Looks great. I don't think they designed it good enough to leave enouh working space in front of those disconnects in the 2nd to last picture.


----------



## niteshift (Nov 21, 2007)

LightsOn81 said:


> Looks great. I don't think they designed it good enough to leave enouh working space in front of those disconnects in the 2nd to last picture.


All that is old and disconnected from source. Your right if it was in use.


----------



## zwodubber (Feb 24, 2011)

I love jobs like these, good work :thumbsup:


----------



## erics37 (May 7, 2009)

2nd to last picture, the piece of conduit running just over those disconnects...

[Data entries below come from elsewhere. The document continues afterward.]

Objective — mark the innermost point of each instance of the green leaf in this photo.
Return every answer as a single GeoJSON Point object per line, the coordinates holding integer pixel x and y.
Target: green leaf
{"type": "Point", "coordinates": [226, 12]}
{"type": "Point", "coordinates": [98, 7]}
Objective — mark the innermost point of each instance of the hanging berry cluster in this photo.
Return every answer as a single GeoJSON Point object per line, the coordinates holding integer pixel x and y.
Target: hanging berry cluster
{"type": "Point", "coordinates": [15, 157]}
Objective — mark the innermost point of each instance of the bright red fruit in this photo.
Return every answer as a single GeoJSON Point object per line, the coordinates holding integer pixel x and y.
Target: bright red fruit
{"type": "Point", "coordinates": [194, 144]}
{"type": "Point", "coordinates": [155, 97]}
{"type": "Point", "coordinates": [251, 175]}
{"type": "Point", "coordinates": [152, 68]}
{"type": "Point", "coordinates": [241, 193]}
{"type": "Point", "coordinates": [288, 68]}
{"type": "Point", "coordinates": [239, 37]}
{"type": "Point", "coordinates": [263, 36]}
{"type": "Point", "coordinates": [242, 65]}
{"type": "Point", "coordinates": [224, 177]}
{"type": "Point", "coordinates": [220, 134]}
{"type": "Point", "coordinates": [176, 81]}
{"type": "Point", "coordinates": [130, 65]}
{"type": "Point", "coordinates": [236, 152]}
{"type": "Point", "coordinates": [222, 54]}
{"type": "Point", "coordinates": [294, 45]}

Weirdest conduit ever. There's like three offsets in a row on that :blink:


----------



## niteshift (Nov 21, 2007)

zwodubber said:


> I love jobs like these, good work :thumbsup:


\
Not my work.
The electrial co. that did the install is a well run co., and yes they do good work, is it ok to give thier co. name here?


----------



## Skipp (May 23, 2010)

That is not considered a Class 1 Division 1 location by those Fuel Oil tanks? Because none of that equipment is.


----------



## niteshift (Nov 21, 2007)

erics37 said:


> 2nd to last picture, the piece of conduit running just over those disconnects...
> 
> Weirdest conduit ever. There's like three offsets in a row on that :blink:


Ha, didn't even notice that. I would guess over the years that has been pushed and shoved out of somebodies way, to do something. 
Original install had to look neater then that.
Course sometimes someone else's good enough, isn't our idea of good enough.
And sometimes people just do chitty work, what can I say.


----------



## niteshift (Nov 21, 2007)

Skipp said:


> That is not considered a Class 1 Division 1 location by those Fuel Oil tanks? Because none of that equipment is.


All of that equipment behind the tanks is not in use, with exception of the controls for the fuel to e-gen alarms.


----------